Many live cell methods depend on fluorescence detection. In the process of fluorescence, a molecule absorbs light and subsequently emits some of the absorbed energy as photons at a lower energy. A core principle of fluorescence-based methods, from fluorescence microscopy to flow cytometry, is separating excitation light from emitted light with optical filters. This allows scientists to effectively observe and distinguish between physiological processes corresponding to specific fluorescent molecules.

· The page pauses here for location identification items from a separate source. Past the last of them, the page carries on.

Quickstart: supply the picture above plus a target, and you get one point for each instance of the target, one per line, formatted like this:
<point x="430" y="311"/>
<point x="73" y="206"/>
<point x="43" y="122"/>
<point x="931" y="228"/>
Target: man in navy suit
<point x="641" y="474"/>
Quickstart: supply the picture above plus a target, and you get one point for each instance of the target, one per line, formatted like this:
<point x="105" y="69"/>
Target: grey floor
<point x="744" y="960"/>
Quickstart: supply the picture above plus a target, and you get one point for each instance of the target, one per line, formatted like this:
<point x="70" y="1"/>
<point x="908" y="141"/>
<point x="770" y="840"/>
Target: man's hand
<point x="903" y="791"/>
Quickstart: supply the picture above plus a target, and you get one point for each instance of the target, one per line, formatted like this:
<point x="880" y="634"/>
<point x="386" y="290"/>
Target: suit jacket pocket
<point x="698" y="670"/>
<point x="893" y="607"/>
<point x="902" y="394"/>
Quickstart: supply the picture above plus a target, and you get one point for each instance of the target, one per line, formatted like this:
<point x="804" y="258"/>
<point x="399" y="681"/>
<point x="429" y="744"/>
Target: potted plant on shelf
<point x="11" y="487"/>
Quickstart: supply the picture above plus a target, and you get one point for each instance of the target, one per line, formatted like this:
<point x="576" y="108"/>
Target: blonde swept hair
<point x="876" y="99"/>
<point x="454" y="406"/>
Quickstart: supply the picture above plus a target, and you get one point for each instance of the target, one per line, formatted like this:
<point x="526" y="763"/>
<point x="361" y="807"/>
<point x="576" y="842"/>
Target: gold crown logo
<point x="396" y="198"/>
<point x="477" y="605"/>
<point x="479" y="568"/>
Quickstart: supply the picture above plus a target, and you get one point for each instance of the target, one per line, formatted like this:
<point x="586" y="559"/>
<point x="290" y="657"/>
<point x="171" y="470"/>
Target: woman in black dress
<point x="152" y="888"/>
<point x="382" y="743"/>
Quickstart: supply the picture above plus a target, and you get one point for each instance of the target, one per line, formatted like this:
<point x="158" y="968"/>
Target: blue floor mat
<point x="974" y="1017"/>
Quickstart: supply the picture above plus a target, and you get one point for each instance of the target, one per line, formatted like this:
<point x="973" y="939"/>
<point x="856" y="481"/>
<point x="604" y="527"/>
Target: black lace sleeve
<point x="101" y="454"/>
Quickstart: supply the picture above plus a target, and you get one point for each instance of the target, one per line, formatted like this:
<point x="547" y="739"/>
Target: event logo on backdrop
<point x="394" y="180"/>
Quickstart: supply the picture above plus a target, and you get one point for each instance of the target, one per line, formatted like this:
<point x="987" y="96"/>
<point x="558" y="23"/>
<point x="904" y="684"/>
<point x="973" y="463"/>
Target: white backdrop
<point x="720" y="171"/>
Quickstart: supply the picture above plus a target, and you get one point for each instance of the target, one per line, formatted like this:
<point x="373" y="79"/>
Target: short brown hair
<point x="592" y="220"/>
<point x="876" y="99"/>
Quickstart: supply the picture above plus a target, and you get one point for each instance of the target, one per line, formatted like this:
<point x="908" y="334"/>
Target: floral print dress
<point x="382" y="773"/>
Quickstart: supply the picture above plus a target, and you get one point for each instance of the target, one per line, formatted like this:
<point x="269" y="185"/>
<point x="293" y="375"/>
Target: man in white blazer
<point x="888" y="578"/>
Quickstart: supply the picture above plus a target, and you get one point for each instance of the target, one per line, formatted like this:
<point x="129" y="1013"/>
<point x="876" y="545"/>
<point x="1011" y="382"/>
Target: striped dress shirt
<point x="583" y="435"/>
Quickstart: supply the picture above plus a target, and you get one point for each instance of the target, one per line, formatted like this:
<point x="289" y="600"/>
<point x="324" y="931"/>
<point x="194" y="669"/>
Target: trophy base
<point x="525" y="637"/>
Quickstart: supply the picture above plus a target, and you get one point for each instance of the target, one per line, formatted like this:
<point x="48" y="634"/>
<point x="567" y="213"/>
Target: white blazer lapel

Additionally, researchers must select the correct fluorescent indicators for successful live cell imaging and detection. Continual advances in fluorescent probes, dyes, and biosensors improve the power of fluorescence-based approaches, ensuring that such techniques continue to be important research tools in cell biology.1-3

Biosensors for Cell Tracking

Researchers use fluorescent biosensors to efficiently trace living cells in a noninvasive and real-time manner. Tracing live cells over a long period of time provides valuable insight into cellular processes such as the cell cycle and apoptosis. A common example of a widely implemented biosensor in live cell techniques is green fluorescent protein (GFP) and its derivatives. Scientists adapted this fluorescent protein from a naturally-occurring bioluminescence system in jellyfish to achieve long-term cell tracing through genetic cell tagging. However, protein-based biosensors are limited to specific applications, as they typically require expertise in complex transgenic protocols and researchers must verify that biosensor expression is maintained over time.3-5 

The Versatility of Fluorescent Probes and Dyes

Probes and dyes that do not rely on genetically-encoded fluorescence offer an alternative to biosensors. Scientists use specific reagents to label subcellular structures like organelles and membranes that are well-defined and carry out specialized functions. Fluorescent staining dyes are available to researchers studying the live cell processes of specific cellular components, including the cell membrane, nucleus, cytoplasm, mitochondria, lysosomes, endoplasmic reticulum (ER), Golgi apparatus, and cytoskeleton proteins. Scientists can also apply organelle dyes as counterstains in live cell imaging, which is useful in functional studies. Additionally, non-organelle, disease-related targets of fluorescent probes and dyes include amyloid plaques, stem cells, neuromuscular junctions, synapses, and tumors.1,3,4,6,7

The Challenge of Choice

Scientists benefit from a variety of biocompatible, inexpensive, and readily available imaging reagents for bioimaging techniques that rely on fluorescence and luminescence. The plethora of instruments and reagents for fluorescence-based methods provides high resolution at the cellular level for almost any application. Modifying reactive groups, substrate moieties, chelating components, and other chemical properties of core fluorophores further expands the possible applications of fluorescent reagents. However, choosing a suitable fluorescent probe, dye, or biosensor to visualize a specific living process can be daunting, given the countless molecules available. Researchers can simplify fluorescent indicator selection by understanding the specific properties and applications of different reagents.4,5,8

In Vivo Cancer Cell Tracking with LuminiCell Trackers™
In Vivo Cancer Cell Tracking with LuminiCell Trackers™ A) In vitro tracking of MCF-7 cancer cells with LuminiCell Tracker™-670 Cell Labeling Kit. B) Representative in vivo fluorescence image of mouse subcutaneously injected with 1 × 106 of MCF-7 cells immediately after labelling by 2 nM LuminiCell Tracker™ 670. C) The graph shows the integrated fluorescence intensity at the tumor sites over the total tracking period of 21 days.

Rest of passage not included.